Each community and caste has its own peculiar ceremonies connected with death. Among the Hindus when a person approaches his last moments the 64 junior members of the family assemble and pour water or milk into his mouth. As soon as he breathes his last, the body is removed from the cot to the central courtyard. The body is washed and marks of bhasma (holy ashes) and sandal paste are applied on the forehead and the joints. In certain parts of Kerala there is the custom of sons and relatives putting rice mixed with flowers into the mouth of the dead persons. This is called 'Vaykari'. At the cremation ground it is customary that the eldest son sets fire to the dead body.
Among the Christians when a person approaches his last moments, he is laid on the bed facing the east. As soon as the person dies, his toes and thumbs are tied with a piece of cloth. A crucifix is placed by the Catholics at the head of the corpse between two lighted candles. The Parish priest offers prayers in the house of the deceased on behalf of the departed spirit.
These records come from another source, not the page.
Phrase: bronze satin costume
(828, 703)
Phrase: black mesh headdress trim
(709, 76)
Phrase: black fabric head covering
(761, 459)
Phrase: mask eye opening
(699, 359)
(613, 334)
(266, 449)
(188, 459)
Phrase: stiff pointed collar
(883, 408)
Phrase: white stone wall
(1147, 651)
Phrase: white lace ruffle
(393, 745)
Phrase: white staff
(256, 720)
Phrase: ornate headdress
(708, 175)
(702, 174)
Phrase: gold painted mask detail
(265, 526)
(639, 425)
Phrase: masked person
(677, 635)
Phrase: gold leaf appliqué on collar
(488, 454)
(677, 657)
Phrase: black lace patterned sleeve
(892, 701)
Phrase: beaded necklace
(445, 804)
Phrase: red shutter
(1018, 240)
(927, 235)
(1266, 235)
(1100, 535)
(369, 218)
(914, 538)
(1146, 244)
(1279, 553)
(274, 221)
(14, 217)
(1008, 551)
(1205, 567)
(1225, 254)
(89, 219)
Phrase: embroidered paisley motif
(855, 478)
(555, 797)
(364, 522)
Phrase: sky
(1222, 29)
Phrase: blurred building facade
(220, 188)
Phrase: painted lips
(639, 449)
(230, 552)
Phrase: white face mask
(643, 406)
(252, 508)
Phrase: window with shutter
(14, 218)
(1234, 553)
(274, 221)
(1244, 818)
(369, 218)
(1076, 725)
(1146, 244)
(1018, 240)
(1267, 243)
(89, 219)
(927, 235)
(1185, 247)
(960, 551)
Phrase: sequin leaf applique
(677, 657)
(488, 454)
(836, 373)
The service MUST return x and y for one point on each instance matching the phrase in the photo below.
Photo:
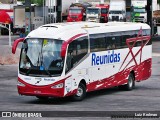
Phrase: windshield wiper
(42, 63)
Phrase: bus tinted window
(76, 51)
(97, 42)
(113, 40)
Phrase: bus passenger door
(96, 75)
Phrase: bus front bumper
(46, 90)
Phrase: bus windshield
(92, 11)
(139, 10)
(115, 12)
(41, 57)
(104, 11)
(75, 11)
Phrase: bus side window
(76, 51)
(98, 42)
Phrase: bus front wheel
(81, 93)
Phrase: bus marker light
(20, 84)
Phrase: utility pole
(149, 15)
(27, 16)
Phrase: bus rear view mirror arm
(15, 43)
Among the Muslims when a person dies the pillow on which his body rested is removed and his old dress is changed. The corpse (mayyath) is washed in warm water and laid on the floor on the cot in mats covered with clean clothes. Rose water is sprinkled over the place. The mullah sits by the side of the corpse and recites the Quran. The body is also washed a second time before it is carried to the mosque where it is buried. When it is placed in the grave it is placed in such a way as to be on its right facing Mecca.
Languages and Dialects
Kottayam is the first town in India to achieve cent percent literacy. According to the 2001 census, the literacy percentage of the district is 95.82%. The district has been maintaining its lead till the state achieved total literacy, subsequently.
About 96% of the people of the District speaks Malayalam as their mother tongue. Only 2.5% of the people speaks Tamil as their mother tongue.
As in the case of all other languages, there is some difference between the colloquial languages and the written dialect in Malayalam also. Though there is difference in the dialects spoken by the various sections and classes of the society, the fundamental unity of the Malayalam languages is not affected in any way.The dialects spoken by the more primitive of the hill tribes differ considerably from Malayalam, but they hardly deserve to be regarded as separate languages.